SantaCoder
Decoder-only language model for code generation by BigCode, trained on Java, JavaScript, and Python with support for fill-in-the-middle and multi-query attention.
Model Description
SantaCoder is a 1.1B parameter decoder-only transformer model developed by the BigCode community. It is trained on Java, JavaScript, and Python code from The Stack v1.1.
Architecturally, SantaCoder uses Multi-Query Attention (MQA) for efficient inference and supports Fill-in-the-Middle (FIM) generation, allowing the model to complete and infill code based on context. It employs a 49K BPE tokenizer trained on raw bytes and achieves strong performance on MultiPL-E and HumanEval benchmarks despite being significantly smaller than competing models.
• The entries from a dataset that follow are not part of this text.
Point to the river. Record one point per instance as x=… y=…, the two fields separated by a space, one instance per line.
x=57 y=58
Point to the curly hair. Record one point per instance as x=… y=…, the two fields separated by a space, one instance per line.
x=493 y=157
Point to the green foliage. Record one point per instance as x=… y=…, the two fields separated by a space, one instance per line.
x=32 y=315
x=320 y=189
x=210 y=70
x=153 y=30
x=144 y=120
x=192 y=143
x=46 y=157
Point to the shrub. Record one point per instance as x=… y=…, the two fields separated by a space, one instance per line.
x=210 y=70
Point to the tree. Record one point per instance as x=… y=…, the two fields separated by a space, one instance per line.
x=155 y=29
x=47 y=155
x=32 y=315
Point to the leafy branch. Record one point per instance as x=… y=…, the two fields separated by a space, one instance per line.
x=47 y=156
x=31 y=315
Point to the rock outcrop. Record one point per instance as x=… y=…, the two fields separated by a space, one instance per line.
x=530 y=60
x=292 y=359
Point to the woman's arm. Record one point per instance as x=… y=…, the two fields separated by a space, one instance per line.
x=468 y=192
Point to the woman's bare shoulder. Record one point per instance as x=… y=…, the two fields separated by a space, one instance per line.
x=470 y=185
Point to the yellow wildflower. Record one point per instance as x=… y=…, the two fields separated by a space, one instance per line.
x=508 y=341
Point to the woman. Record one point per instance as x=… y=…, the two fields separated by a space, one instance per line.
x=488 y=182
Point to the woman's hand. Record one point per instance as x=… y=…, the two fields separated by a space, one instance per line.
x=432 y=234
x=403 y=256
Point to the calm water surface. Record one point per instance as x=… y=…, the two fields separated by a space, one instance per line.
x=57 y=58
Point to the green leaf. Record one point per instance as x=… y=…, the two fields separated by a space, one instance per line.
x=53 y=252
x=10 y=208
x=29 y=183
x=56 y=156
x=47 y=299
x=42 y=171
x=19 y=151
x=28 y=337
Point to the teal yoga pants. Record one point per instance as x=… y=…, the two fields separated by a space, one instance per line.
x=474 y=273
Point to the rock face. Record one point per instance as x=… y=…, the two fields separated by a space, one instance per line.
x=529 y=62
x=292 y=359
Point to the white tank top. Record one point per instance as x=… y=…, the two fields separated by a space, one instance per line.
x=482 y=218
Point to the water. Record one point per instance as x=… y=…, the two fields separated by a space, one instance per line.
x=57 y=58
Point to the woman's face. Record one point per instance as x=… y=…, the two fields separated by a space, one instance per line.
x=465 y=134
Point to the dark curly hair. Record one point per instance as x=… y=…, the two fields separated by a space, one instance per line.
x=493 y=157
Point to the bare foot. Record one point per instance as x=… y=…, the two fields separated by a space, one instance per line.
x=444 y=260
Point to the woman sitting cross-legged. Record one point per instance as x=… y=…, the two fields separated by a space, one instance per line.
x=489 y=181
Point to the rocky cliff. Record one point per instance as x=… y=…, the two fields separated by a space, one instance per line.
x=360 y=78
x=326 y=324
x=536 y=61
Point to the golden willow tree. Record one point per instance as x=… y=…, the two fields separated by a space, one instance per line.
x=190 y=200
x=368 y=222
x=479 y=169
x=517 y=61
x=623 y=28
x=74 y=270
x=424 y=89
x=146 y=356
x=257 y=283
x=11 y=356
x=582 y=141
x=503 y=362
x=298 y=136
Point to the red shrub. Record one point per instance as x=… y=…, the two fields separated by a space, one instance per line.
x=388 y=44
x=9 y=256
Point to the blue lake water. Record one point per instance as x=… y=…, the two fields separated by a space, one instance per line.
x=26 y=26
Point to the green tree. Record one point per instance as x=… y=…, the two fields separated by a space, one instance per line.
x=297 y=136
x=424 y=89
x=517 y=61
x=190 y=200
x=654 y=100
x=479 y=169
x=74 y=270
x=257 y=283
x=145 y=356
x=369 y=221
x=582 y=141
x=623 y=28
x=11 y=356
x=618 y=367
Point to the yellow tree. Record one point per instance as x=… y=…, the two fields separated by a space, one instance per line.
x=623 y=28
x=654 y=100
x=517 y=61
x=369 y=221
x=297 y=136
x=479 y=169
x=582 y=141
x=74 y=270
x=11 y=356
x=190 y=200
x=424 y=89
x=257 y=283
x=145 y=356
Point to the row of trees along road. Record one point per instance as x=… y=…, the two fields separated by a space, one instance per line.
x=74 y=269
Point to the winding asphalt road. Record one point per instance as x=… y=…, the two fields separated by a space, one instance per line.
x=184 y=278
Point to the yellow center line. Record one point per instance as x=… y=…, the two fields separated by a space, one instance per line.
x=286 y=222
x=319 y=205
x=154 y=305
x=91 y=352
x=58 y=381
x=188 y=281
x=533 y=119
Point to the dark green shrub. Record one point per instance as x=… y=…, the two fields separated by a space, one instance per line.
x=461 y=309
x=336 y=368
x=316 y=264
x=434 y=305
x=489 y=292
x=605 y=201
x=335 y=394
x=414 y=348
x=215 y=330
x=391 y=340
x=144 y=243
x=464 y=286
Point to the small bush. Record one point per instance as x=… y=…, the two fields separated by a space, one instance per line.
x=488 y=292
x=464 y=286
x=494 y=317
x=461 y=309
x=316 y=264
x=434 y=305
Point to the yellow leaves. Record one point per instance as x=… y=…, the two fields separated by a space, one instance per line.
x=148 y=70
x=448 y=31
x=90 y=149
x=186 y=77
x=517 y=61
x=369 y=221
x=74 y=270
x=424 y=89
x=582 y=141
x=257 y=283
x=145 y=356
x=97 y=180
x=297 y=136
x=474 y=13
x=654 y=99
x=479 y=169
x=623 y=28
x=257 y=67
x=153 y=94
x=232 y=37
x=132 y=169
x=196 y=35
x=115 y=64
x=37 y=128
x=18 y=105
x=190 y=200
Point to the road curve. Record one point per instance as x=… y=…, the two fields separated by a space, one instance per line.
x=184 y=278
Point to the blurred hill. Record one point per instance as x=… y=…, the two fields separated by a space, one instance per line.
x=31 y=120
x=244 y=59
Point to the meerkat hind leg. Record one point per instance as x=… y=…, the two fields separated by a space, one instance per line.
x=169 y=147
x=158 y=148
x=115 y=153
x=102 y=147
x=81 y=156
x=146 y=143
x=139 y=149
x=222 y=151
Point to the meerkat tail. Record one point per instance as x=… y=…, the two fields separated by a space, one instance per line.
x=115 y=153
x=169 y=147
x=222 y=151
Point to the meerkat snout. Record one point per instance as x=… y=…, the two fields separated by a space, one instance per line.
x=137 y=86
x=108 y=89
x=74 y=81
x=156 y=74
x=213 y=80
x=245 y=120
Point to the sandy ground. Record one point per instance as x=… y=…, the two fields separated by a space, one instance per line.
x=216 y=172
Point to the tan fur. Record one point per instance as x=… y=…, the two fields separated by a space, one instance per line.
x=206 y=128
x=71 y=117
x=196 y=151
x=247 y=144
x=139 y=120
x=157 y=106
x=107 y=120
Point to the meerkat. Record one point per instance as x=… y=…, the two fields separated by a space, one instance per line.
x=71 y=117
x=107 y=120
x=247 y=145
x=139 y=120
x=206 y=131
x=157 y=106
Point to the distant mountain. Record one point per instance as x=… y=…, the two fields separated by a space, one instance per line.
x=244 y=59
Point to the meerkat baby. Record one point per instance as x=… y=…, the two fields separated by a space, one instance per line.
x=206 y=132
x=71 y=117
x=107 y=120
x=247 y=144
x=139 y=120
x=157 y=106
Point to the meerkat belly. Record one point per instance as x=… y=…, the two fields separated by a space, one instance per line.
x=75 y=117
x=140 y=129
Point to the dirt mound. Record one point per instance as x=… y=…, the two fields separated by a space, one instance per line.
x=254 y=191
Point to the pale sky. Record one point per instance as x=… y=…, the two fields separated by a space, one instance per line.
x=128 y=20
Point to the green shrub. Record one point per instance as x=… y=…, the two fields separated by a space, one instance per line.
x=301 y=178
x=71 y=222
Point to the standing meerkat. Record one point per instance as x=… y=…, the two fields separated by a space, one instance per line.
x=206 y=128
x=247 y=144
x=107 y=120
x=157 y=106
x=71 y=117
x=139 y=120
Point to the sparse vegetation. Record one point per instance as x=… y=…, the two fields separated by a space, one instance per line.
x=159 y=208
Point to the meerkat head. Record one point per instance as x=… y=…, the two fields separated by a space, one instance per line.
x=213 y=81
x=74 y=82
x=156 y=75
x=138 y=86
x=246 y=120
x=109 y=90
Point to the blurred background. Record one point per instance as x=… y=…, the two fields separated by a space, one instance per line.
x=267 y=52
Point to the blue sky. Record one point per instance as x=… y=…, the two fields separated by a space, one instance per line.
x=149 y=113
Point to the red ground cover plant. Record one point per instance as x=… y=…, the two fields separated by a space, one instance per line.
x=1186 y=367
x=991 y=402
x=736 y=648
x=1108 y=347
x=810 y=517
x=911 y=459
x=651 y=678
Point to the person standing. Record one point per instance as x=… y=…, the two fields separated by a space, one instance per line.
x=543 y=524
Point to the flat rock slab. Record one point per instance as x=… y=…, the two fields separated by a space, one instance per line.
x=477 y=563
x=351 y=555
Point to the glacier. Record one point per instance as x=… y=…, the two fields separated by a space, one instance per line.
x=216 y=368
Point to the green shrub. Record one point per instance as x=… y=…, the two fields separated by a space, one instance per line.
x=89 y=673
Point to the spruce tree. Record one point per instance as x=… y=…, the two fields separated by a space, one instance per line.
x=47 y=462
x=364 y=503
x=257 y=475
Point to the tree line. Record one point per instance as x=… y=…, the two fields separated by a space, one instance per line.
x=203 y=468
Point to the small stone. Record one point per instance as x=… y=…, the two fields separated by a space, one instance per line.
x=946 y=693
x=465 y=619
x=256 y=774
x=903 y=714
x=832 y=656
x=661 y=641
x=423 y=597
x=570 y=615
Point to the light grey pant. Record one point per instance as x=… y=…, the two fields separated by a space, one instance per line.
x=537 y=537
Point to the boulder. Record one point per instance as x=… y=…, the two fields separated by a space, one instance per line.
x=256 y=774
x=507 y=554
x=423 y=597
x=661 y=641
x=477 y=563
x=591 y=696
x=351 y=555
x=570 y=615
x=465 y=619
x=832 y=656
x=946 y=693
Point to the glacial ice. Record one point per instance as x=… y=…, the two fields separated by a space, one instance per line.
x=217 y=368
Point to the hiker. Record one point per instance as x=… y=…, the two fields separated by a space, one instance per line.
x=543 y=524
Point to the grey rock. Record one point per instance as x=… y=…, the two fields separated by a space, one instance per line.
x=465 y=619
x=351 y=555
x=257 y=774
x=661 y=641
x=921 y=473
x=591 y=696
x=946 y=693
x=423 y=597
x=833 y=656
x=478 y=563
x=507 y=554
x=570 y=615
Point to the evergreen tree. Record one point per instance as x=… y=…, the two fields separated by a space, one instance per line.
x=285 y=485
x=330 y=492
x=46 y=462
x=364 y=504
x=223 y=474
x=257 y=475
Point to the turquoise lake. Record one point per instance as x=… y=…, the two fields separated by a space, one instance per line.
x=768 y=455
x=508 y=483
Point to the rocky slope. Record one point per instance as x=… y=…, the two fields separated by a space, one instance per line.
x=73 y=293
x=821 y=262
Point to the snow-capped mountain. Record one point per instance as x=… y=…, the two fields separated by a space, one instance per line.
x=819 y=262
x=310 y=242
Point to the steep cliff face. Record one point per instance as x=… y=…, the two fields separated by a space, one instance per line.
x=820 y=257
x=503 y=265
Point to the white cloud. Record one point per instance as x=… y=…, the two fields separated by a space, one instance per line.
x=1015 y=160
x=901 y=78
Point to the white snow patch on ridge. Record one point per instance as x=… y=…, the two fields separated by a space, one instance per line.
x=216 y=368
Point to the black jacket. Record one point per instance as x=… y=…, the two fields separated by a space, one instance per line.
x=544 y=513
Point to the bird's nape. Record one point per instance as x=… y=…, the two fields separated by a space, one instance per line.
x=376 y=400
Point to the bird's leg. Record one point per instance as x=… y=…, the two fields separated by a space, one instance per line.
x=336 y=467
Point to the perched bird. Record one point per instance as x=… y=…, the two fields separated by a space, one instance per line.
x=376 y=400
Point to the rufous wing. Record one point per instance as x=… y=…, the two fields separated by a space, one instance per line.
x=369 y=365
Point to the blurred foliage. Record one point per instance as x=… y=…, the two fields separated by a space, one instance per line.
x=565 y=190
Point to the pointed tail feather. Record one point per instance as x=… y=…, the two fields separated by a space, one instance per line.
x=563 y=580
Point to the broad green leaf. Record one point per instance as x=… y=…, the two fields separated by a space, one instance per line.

SantaCoder is well-suited for code completion, interactive development tools, and multilingual code generation.
Code Structure
The code for this model is located in the /santacoder
directory within ModelZoo. Here’s how it’s organized:
Our implementation of SantaCoder is built on top of our GPT-2 backbone. For more details, see gpt2_model.py
.
Available Configurations
Configuration | Description |
---|---|
params_santacoder_1b.yaml | 1.1B parameter SantaCoder model. |
Workflow
For example workflows using language models from the Cerebras Model Zoo, see our tutorials on pretraining and fine-tuning.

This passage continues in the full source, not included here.